Although the petitioner attacks the judicial disciplinary process of Rule 11.14 as unconstitutional on the ground that there was an improper delegation of this Court's jurisdiction, that rule was not utilized in imposing the discipline in this cause. It is clear from the record that the trial court in this case was exercising its inherent power in dealing with contempt of court and was utilizing the procedures established in Florida Rule of Criminal Procedure 3.840 to impose sanctions upon petitioner for his unethical conduct. Petitioner, as an alternative to serving 179 days in jail, was allowed to surrender his license to practice law to the trial court, which retained the sole power *966 to reinstate him. We find that this procedure is not authorized.
Under the disciplinary procedures we have established under our authority in article V, section 15, all reports of a referee and all judgments must be filed with the Supreme Court, Fla.Bar Integr.Rule, art. XI, Rule 11.09, and only the Supreme Court has the power to reinstate those attorneys who have been suspended or disbarred. Fla.Bar Integr.Rule, art. XI, Rule 11.11. In Shelley, we recognized that the contempt power may be used as an alternative to formal disciplinary proceedings in "cases of lesser infractions." When the offense is serious enough to warrant a suspension or disbarment, however, either The Florida Bar grievance process or the judicial disciplinary process must be utilized in order to provide appropriate direct review in this Court and to comply with the procedure established for reinstatement.

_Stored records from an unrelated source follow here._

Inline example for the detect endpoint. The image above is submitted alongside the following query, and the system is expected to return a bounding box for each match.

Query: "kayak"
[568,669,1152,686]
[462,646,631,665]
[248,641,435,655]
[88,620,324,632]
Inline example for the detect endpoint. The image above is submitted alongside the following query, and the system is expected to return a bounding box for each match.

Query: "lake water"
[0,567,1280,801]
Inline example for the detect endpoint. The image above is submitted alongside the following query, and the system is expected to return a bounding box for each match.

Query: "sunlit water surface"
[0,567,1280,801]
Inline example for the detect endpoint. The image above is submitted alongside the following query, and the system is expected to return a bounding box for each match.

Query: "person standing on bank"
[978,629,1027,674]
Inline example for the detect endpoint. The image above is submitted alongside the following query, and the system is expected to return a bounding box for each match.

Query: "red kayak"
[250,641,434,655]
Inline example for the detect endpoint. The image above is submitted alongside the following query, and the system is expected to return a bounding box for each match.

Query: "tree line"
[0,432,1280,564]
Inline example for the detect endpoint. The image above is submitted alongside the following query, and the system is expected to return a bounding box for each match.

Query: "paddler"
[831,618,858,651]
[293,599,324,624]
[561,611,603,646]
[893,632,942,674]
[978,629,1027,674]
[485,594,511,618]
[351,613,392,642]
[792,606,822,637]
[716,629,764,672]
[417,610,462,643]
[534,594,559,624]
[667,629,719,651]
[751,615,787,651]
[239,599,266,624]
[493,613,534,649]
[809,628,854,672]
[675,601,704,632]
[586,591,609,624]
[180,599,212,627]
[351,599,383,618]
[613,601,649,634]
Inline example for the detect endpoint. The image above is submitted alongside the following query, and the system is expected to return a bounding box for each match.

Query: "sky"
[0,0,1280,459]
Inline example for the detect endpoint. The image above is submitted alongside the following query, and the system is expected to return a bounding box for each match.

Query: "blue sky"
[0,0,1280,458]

The argument that petitioner should be estopped from challenging his suspension because he consented to surrender his license to practice law in order to avoid incarceration is not controlling in this proceeding. We conclude that the order of contempt requiring petitioner to surrender his license as an alternative to incarceration amounts to a suspension from the practice of law and that such a punishment may not be imposed as a sanction for contempt. Suspension and disbarment may, however, be sought for the identical conduct in the appropriate disciplinary proceedings authorized by this Court under article V, section 15. We find no basis in this record to vacate the order removing petitioner as counsel for the criminal defendant, Clyde Young.
With the assurance that the respondent will comply with the views expressed in this opinion, the formal issuance of the writ of prohibition is withheld. Appropriate grievance or judicial disciplinary proceedings may, however, be instituted against petitioner under the prescribed rules. Further, our holding is not intended to prohibit the trial court from using contempt proceedings to punish attorney misconduct in this or any other cause.
It is so ordered.
ALDERMAN, C.J., and ADKINS, BOYD, McDONALD and EHRLICH, JJ., concur.